The following conclusions can be drawn from the above GVT data:

  • Australia is good at the talk (legislative and social media mentions) but not so good at the walk (AI investment and AI skills). At the public level, most of this talk about AI seems to be more negative than in other countries. At the government level, despite our parliamentarians talking about AI almost more than any other legislators (or maybe because of it), and according to this index at least, leading the world on a National AI Strategy presence (on an absolute, not per capita basis) we still lag at the back of the pack on innovation and competitiveness.

  • Australia’s tertiary education sector (AI publications, AI courses and AI patents, which are likely to come out of university research) is performing much better on AI than the rest of the economy. However, we need to ensure we have the structures and environment to retain those skills and resources in Australia.

  • Australia’s private investment record in AI is at best average. We need to do better.

  • Australia also needs to focus on further skill development and infrastructure capable of supporting AI innovation and deployment. Australia’s AI skills base is underweight, but our performance would be worse without the net intake of AI skilled migrants. Our telco infrastructure is even more poorly performing. The GVT cover paper says of the importance of infrastructure:

Robust infrastructure is a critical prerequisite for advancing AI research…Countries with superior data centres and cloud infrastructure gain a significant advantage in conducting large-scale AI experiments. Moreover, the quality and quantity of available data sets vary widely between nations, directly impacting their ability to develop accurate and generalisable AI models. Network connectivity further amplifies these disparities. Nations that possess faster and more reliable internet connections can more quickly process real-time data.

  • Compared to 2022, Australia has gone backwards or trod water on most indices: for example, we fell from 8th to 16th in private investment, 15th to 20th in AI skills penetration and 17th to 20th in public sentiment on AI. The exceptions were a modest improvement in education criteria and a leap in governance from 15th to 9th, probably mainly due to the activities of Industry Minister Husic.

Conclusions

The recent buzz around DeepSeek provides a light post for Australia. While we certainly need more, we do have some excellent AI skills and resources, and there is opportunity to better invest in an exploit those skills, and convert skills and ideas to home grown commercial products on the international stage.

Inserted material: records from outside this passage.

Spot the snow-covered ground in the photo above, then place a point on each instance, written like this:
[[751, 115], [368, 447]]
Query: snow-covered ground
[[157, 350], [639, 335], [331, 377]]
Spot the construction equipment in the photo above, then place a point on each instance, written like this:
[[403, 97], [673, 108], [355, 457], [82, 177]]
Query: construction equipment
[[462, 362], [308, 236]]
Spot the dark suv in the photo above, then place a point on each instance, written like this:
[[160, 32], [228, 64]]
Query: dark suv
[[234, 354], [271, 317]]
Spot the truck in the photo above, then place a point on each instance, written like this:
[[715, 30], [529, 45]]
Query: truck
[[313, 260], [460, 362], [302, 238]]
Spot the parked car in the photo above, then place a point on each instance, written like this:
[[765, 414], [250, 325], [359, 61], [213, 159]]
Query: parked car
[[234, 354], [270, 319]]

The Australian Treasurer has directed the Productivity Commission to undertake a wide-ranging study into improving Australia’s productivity, one pillar of which is the digital economy. Minister Husic has announced a separate inquiry into Australia’s research and development performance. This is a start, but more is needed.

The Tech Council has recently warned that we have to act now or risk Australia falling behind in AI development and adoption. The Tech Council urged co-ordinated government and private sector action on 6 fronts: TCA Statement on the Government's National AI Capability Plan - Tech Council of Australia.

  • uplift workforce, education and training

  • invest in critical infrastructure and assets

  • catalyse AI investment and adoption

  • attract and support breakthrough AI research

  • enable pro-innovation regulatory environment

  • enhance international engagement

This list hits Australia’s weak spots identified in the GVT.